Gay adoption is allowed in Hong Kong, but it rarely happens. Is there discreet discrimination at work?
For same-sex couple Richard and David, the eight-year wait for a child has been interminable and opaque. Now their lawyer wants to turn theirs into a test case against the Social Welfare Department

It was January 1999 when Richard and David met in Bali, Indonesia. Richard, who is British, was 33. David, Australian, was 30. Within a week, they realised it was going to be a long-term relationship. Early on, David told Richard there was something he needed to know.
“He was very nervous,” Richard recalls. “He said, ‘I’ve always seen myself with a family’ … And I remember feeling: Wow! Me too! There was this amazing energy that we’d each found someone on the same page.”
Even as a child, Richard, who has two sisters, always imagined he would have three children.
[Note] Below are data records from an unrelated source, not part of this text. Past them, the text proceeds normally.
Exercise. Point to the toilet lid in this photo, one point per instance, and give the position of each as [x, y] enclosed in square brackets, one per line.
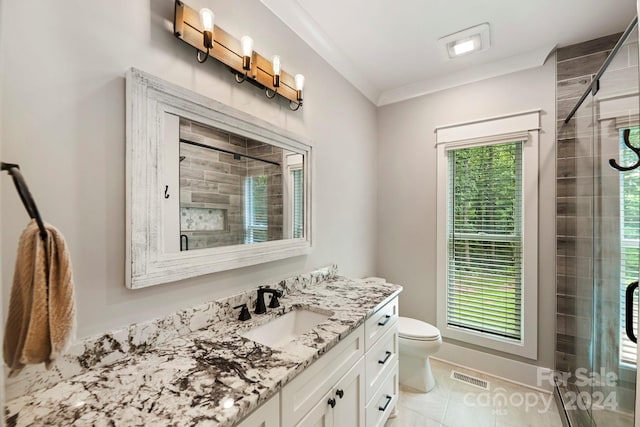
[416, 329]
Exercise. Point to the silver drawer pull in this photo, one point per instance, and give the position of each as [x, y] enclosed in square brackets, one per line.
[386, 320]
[383, 361]
[384, 408]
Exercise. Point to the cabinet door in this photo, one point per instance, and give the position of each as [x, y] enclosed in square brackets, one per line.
[267, 415]
[350, 400]
[321, 415]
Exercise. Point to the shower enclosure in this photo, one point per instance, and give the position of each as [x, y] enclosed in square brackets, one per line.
[598, 388]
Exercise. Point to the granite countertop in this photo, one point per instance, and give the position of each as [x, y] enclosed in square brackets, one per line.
[210, 377]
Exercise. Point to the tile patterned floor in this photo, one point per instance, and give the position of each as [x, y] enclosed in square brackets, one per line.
[455, 404]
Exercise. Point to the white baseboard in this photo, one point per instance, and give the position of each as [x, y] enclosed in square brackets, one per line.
[513, 371]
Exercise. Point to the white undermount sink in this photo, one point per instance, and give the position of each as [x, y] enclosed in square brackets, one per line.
[284, 329]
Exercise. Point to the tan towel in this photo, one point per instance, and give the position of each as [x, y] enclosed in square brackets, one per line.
[41, 319]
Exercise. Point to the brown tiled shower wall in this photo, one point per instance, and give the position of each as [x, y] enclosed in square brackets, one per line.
[215, 180]
[576, 67]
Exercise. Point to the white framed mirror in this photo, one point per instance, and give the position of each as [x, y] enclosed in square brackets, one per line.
[209, 188]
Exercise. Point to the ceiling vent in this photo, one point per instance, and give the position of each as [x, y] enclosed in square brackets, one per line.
[474, 39]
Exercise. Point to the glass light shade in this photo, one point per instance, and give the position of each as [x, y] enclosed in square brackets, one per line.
[247, 45]
[464, 47]
[207, 18]
[275, 62]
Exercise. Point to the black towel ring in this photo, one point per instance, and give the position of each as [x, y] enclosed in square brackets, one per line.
[28, 202]
[615, 164]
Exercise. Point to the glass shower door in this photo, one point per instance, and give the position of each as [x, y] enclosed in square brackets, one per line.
[615, 243]
[601, 390]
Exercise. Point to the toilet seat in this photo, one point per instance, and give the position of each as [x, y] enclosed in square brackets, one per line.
[417, 330]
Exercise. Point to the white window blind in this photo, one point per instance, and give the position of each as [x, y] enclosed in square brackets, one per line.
[629, 240]
[256, 204]
[297, 176]
[485, 239]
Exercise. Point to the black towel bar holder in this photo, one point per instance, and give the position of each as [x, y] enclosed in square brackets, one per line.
[28, 202]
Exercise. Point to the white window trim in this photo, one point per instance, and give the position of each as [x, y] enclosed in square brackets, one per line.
[526, 126]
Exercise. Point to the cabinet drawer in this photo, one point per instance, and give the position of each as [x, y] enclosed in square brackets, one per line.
[303, 392]
[384, 400]
[382, 357]
[380, 322]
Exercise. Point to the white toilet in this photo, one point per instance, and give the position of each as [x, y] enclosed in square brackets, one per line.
[417, 341]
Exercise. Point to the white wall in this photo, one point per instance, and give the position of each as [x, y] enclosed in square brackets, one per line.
[64, 115]
[407, 187]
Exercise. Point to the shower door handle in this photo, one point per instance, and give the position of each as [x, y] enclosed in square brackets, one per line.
[628, 311]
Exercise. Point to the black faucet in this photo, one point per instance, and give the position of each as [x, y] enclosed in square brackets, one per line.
[274, 303]
[244, 312]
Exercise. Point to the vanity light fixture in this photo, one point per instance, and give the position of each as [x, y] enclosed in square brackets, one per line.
[246, 44]
[299, 88]
[206, 19]
[198, 30]
[275, 65]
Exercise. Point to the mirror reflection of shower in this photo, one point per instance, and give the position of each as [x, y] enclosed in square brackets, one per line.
[235, 190]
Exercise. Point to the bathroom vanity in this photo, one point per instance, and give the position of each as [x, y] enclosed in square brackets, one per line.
[344, 371]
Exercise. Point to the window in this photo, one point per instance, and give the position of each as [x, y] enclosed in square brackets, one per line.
[484, 239]
[256, 202]
[629, 238]
[297, 207]
[487, 233]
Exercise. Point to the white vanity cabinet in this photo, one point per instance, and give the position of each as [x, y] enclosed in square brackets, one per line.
[311, 399]
[354, 385]
[381, 364]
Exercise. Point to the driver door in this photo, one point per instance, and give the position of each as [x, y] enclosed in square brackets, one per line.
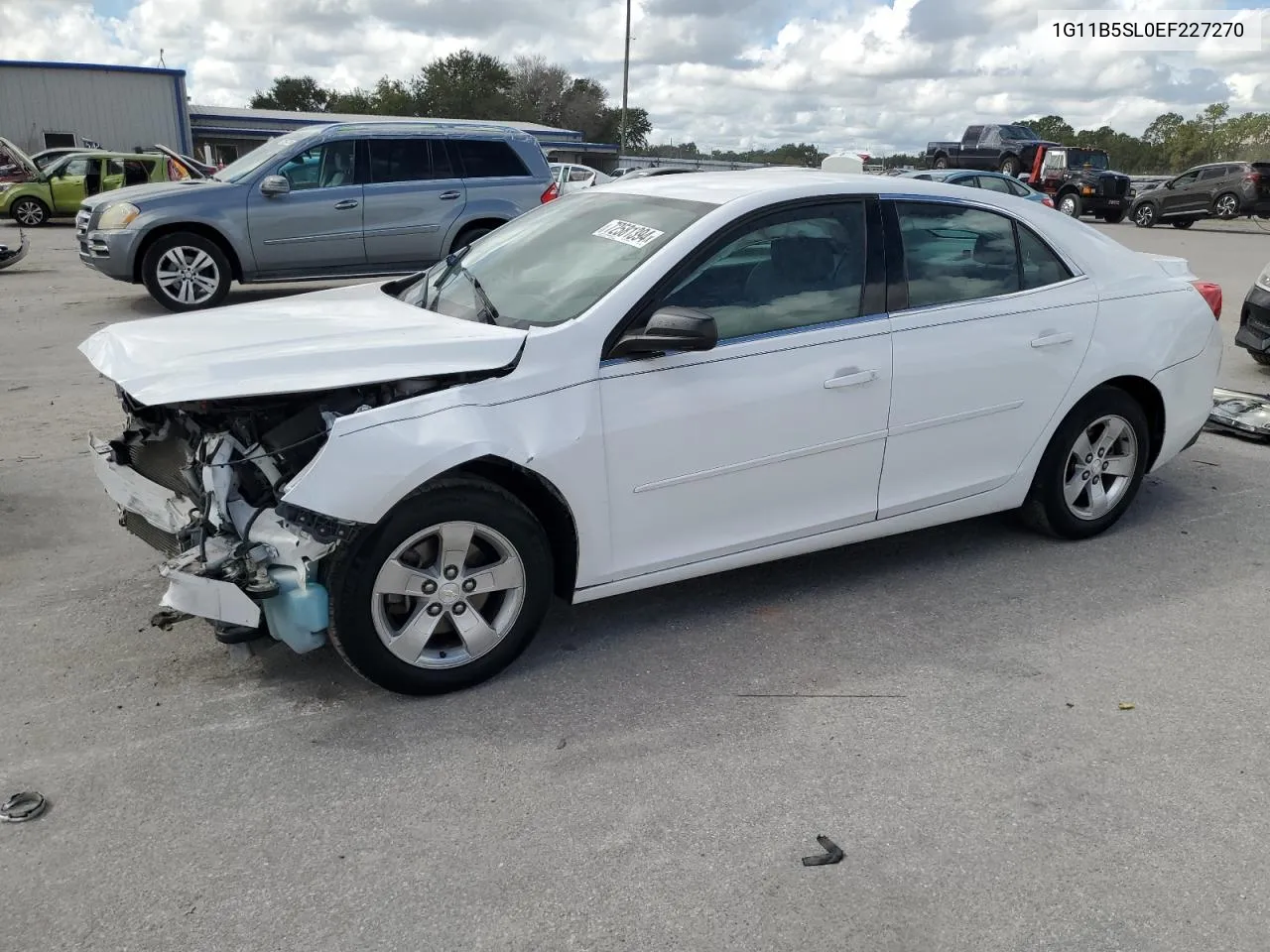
[778, 431]
[317, 227]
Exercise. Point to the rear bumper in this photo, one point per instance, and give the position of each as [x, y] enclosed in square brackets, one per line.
[1254, 331]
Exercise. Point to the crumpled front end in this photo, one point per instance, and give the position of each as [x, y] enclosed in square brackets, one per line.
[202, 483]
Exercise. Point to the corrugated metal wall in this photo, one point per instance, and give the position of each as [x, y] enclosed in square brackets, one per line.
[117, 109]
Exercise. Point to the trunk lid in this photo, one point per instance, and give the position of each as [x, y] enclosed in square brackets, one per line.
[321, 340]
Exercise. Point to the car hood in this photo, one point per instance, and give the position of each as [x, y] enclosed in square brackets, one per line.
[321, 340]
[150, 189]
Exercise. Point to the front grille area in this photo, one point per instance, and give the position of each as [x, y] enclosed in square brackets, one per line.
[157, 538]
[160, 461]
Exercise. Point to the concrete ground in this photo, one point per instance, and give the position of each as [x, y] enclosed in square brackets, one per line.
[640, 779]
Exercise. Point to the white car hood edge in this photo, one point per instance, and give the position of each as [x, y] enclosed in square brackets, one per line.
[321, 340]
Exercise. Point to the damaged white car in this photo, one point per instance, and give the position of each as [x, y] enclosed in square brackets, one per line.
[635, 385]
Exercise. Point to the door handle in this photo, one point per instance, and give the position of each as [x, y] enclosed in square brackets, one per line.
[1051, 339]
[849, 380]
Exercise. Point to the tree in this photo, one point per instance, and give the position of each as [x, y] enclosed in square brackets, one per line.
[1053, 128]
[302, 94]
[463, 85]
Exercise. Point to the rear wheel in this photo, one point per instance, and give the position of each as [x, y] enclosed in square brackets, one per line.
[1092, 467]
[31, 212]
[1227, 206]
[1144, 214]
[186, 272]
[445, 593]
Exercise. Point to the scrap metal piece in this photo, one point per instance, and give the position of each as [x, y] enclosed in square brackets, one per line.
[23, 806]
[1236, 412]
[833, 853]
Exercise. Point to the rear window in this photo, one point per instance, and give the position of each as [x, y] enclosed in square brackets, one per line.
[488, 159]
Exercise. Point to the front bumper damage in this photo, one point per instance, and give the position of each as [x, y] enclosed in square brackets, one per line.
[241, 567]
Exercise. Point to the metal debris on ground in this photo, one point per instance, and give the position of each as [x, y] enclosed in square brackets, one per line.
[23, 806]
[833, 853]
[1236, 412]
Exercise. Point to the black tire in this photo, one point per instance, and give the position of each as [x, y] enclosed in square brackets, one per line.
[30, 212]
[1070, 203]
[467, 235]
[217, 270]
[1225, 206]
[1046, 508]
[357, 563]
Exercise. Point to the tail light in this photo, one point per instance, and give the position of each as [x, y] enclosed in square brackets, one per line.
[1211, 295]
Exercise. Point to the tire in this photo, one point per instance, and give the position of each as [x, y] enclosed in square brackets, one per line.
[1227, 206]
[30, 212]
[363, 624]
[200, 258]
[1101, 413]
[1071, 204]
[467, 235]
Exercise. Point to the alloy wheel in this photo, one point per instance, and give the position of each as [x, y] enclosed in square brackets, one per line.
[1100, 467]
[448, 594]
[189, 276]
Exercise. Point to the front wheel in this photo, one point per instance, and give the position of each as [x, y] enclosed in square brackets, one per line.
[1227, 207]
[1092, 467]
[445, 593]
[31, 212]
[186, 272]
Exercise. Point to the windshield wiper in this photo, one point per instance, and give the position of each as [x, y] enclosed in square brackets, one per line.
[453, 263]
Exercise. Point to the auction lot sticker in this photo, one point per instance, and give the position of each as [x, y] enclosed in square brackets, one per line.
[629, 232]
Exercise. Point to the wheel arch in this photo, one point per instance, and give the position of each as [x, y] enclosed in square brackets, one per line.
[206, 231]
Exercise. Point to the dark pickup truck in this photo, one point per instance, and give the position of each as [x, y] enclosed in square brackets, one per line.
[994, 148]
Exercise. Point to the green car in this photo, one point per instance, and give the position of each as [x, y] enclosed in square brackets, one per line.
[58, 189]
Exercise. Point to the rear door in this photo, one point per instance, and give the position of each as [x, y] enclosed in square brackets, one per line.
[413, 195]
[989, 327]
[317, 227]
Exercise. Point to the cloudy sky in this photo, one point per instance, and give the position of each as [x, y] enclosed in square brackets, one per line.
[866, 73]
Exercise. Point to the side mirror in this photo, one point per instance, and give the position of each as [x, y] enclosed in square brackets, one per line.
[275, 185]
[671, 329]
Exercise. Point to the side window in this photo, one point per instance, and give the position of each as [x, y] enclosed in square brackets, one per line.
[321, 167]
[488, 159]
[790, 270]
[400, 160]
[1040, 266]
[955, 254]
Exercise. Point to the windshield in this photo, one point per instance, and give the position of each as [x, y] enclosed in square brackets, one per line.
[258, 157]
[553, 263]
[1080, 158]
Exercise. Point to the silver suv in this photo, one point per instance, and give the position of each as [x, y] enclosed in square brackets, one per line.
[339, 200]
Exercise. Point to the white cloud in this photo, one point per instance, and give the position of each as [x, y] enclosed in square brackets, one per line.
[722, 72]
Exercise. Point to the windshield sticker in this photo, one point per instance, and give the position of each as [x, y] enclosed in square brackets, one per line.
[629, 232]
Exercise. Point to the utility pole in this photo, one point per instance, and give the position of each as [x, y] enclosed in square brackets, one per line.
[626, 75]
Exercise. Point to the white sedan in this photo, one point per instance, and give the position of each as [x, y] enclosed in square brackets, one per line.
[635, 385]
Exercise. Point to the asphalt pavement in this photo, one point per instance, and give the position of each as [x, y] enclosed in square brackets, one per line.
[651, 772]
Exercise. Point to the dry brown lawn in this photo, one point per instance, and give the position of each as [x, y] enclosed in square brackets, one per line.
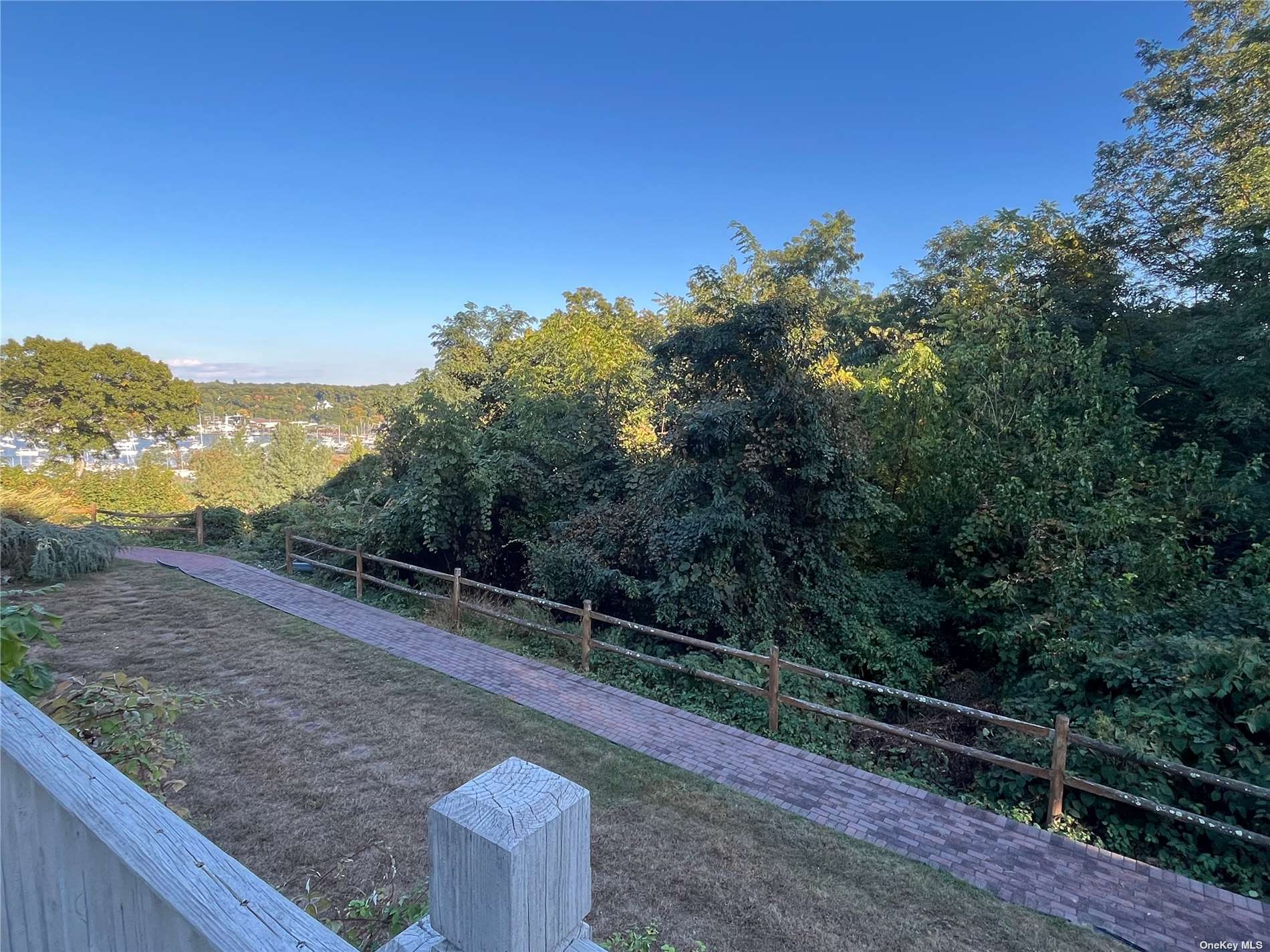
[324, 746]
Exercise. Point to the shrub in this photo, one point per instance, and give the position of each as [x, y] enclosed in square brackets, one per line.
[19, 626]
[223, 523]
[647, 939]
[27, 495]
[370, 921]
[39, 550]
[127, 722]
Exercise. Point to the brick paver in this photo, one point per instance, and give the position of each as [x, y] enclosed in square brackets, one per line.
[1150, 908]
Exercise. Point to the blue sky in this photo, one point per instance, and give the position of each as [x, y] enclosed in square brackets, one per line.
[303, 190]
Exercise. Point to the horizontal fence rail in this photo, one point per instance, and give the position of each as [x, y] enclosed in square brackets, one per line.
[1058, 736]
[196, 514]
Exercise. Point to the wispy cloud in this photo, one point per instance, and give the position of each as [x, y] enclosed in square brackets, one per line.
[190, 368]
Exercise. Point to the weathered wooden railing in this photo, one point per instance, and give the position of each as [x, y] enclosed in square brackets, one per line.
[89, 862]
[152, 520]
[1059, 736]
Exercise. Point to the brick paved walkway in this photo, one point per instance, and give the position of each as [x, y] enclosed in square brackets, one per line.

David – who has, as he puts it, a “convoluted” family background of step-siblings – imagined he’d have six. Being a parent was always part of the plan.
For the first year, the pair shuttled back and forth between Britain and Australia. Then David moved to London. They’d sit around dinner tables and discuss their desire to have a family; and their gay friends would scoff at the notion of their having children.
“Because it wasn’t common then, not in the UK,” says Richard. “And now so many of those same friends who pooh-poohed it have surrogate children. We’re probably one of the few remaining who don’t.”
They hesitate to sound as if they are criticising those who have made that choice or that they are virtue-signalling, but, as David puts it, “There are children who have fallen on hard times – children that already exist in the world that need to transition into a secure, loving environment. Why are we […] having more?”